Roughly 70% of workers in employer-sponsored retirement plans will need to make some kind of decision about what to do with their money once they retire, said David L. Wray at a meeting here.
Many will have lump sums available from their plans, explained Wray, who is president of the Profit Sharing/401(k) Council of America, Chicago, Ill. That includes not only 401(k), 457 and 403(b) plans but also defined benefit plans, many of which he said now permit lump sum payouts.
As a result, the workplace increasingly is becoming the focus for retirement income solutions for the mid-market, indicated Betty Meredith, director-education and research for International Foundation for Retirement Education, in the Ann Arbor, Mich., office.
Wray and Meredith were speaking in a one-on-one public conversation during the annual Retirement Industry Conference co-sponsored by LIMRA, LOMA and Society of Actuaries.
The mid-market historically has been difficult to serve with retirement income solutions, Meredith said. Yet, at the employer level, opportunity exists to reach workers and to do so at a reduced cost.
Wray said most large employers already are offering automatic enrollment of workers into defined contribution benefit programs. “You’ll see more auto-escalation programs, too,” where employee contributions rise gradually to the employer match.
He cited these as examples of things that employers already are doing to help ensure employees have funds available at retirement.
Roughly 70% of workers are accepting auto-enrollment, he noted.
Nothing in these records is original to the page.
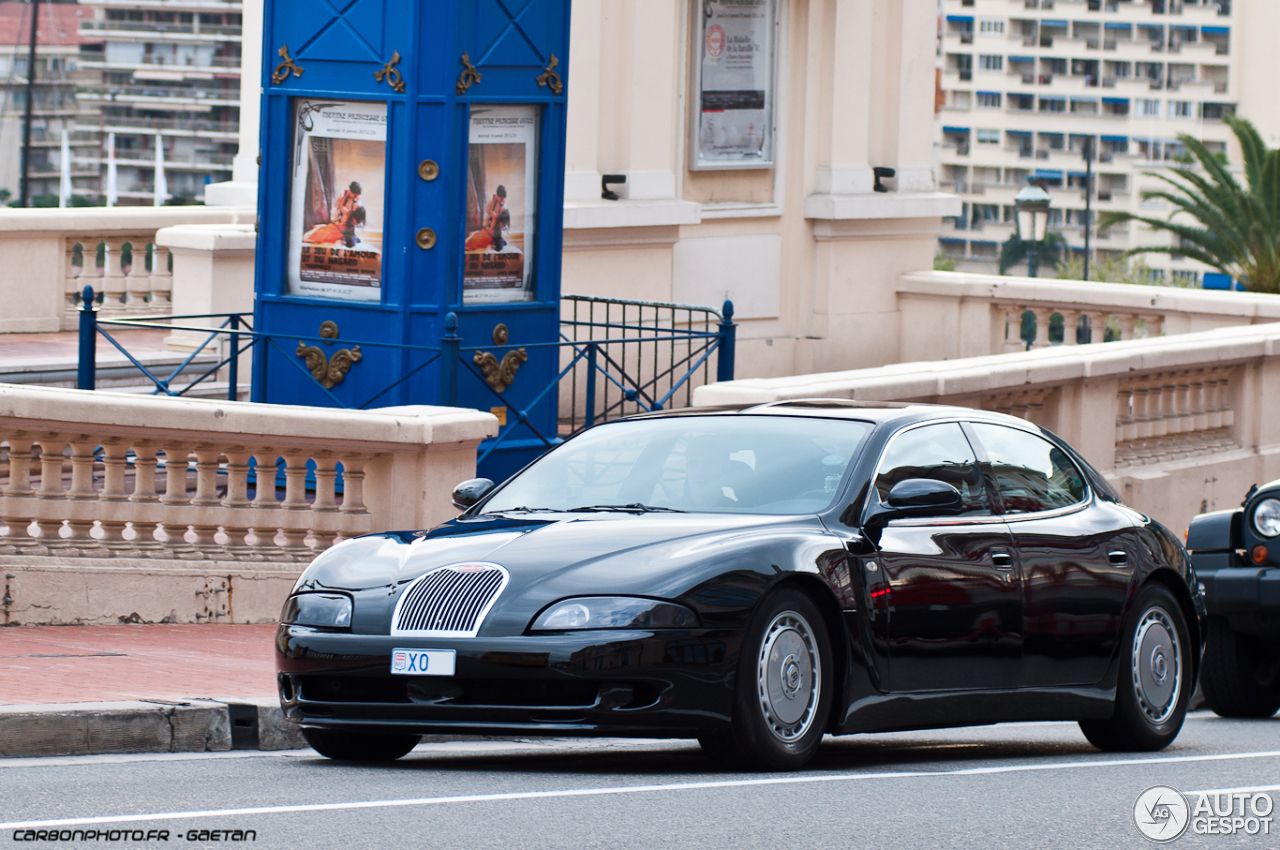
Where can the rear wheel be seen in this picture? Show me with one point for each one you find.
(1240, 675)
(784, 689)
(360, 746)
(1152, 690)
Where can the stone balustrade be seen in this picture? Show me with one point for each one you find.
(1180, 423)
(49, 256)
(144, 499)
(945, 315)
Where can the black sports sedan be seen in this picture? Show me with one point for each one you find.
(757, 577)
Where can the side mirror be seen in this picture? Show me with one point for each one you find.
(923, 497)
(471, 492)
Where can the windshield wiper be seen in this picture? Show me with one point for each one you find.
(635, 507)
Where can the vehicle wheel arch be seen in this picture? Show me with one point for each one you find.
(828, 606)
(1169, 579)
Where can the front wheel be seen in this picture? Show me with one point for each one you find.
(360, 746)
(1152, 690)
(784, 691)
(1240, 675)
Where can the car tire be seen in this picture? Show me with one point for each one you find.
(342, 745)
(1153, 685)
(784, 691)
(1240, 675)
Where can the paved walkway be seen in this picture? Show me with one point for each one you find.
(67, 343)
(44, 665)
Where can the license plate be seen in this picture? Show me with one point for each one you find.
(423, 662)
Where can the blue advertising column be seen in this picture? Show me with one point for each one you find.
(412, 161)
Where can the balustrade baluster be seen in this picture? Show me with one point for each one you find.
(160, 282)
(113, 279)
(266, 508)
(237, 508)
(296, 508)
(114, 508)
(19, 501)
(1212, 402)
(1042, 321)
(1070, 327)
(82, 506)
(1200, 411)
(177, 515)
(1013, 329)
(206, 507)
(325, 519)
(51, 494)
(138, 279)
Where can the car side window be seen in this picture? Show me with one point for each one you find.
(1032, 473)
(938, 452)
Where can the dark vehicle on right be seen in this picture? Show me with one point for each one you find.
(1237, 560)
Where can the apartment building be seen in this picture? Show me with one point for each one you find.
(169, 77)
(1027, 82)
(54, 105)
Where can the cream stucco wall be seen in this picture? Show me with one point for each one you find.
(808, 252)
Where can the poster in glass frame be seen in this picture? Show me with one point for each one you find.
(337, 205)
(734, 85)
(501, 204)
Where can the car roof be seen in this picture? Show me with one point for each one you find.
(873, 411)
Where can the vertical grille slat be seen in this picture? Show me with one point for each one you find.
(449, 602)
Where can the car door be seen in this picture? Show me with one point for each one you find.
(949, 585)
(1074, 552)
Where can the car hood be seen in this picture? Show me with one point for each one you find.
(652, 554)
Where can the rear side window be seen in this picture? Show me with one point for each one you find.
(940, 452)
(1032, 473)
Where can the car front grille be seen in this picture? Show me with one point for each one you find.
(449, 602)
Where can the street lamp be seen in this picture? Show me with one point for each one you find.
(1032, 205)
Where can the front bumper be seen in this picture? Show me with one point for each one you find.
(1238, 590)
(668, 682)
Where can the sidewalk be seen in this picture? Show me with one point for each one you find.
(68, 690)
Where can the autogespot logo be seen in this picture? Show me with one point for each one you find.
(1162, 813)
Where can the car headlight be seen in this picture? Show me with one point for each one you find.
(327, 609)
(1266, 517)
(613, 612)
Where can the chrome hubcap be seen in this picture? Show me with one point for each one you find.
(789, 676)
(1157, 665)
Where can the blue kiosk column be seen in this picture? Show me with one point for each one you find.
(412, 167)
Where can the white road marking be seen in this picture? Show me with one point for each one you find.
(626, 789)
(1251, 789)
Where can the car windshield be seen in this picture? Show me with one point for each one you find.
(780, 465)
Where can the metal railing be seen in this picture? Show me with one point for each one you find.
(616, 357)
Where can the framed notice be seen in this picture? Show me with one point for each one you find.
(337, 205)
(502, 205)
(735, 78)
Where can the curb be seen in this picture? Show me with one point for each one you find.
(146, 726)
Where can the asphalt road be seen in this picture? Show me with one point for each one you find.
(1016, 785)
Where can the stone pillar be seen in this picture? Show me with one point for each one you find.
(242, 188)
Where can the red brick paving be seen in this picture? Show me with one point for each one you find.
(67, 343)
(99, 663)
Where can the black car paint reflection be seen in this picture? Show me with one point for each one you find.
(933, 621)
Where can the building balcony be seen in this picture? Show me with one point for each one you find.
(163, 97)
(156, 31)
(169, 5)
(220, 131)
(216, 67)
That is not advice, he allowed, but it does show that workers are willing to let the employer make the decision.
It wasn’t always that way. In 1995, Wray recalled, people wanted to do their own investing and retirement planning. There was even talk of offering brokerage opt-out programs for 401(k)s, he recalled.
No one wanted advice with their plans, Wray added, and, if it was offered, “no one used it.”
Employers were hesitant about advice programs, too. This was due to perceived fiduciary risk, Wray continued, noting employees might get mad at the employer if something went wrong with an advice-related activity. At the time, employers saw “all cost and no benefit,” he said.
But after the recession in the early 2000s, this changed. Today’s workers want advice to be sure their funds are managed properly, he said. And companies are starting to offer it–via Internet services, telephone call centers and on-site advisors.
The advice provided so far is investment advice, Meredith noted, but legislation now in Congress would allow a broader approach, including retirement planning and advice.
What will drive such advice is the arrival of health savings accounts, predicted Wray. These and ancillary products are “very complex,” he said, and employers that are offering HSAs want results, not just structure. That is, “it is very important to employers that HSAs work,” he said.
If HSAs don’t work, there will be “trouble in the company.”
Therefore, HSAs could be the trigger that takes worksite advice to another point–to retirement planning, he said.
There will be a massive education challenge regarding retirement, he predicted. Concerning today’s increased longevity, for instance, “our institutions are not set up for it. People don’t expect it. People certainly are not prepared for it. People don’t understand it and our institutions don’t teach it.”
Third-party experts will be required to help, he concluded.
“Some people can’t read,” he reminded the audience, or at least they cannot read the plan materials they are receiving.
Systems will need to be in place, accompanied by advisors, Wray stressed at another point. Employers will have to step up to the plate, too, he said.
Regarding annuitization, he noted that people generally do not want to annuitize all their plan assets. “They see they have a one-time shot at it, so they are hesitant,” he said of plans that offer such options. They also see it as expensive in comparison to the benefit they get at the back end, he said.
“We need new types of products” to meet this need, Wray continued. He called for products with flexibility and suitable pricing.
At one point, he suggested workers avoid using fixed products early in the working career, when maximizing investment return is critical. But, when people reach their 50s, they should start transitioning to the income side of life, he suggested. By age 85, their income should be “set,” he added.
Wray said, “We need an army of people” to help with the retirement process, to customize plans to individual needs.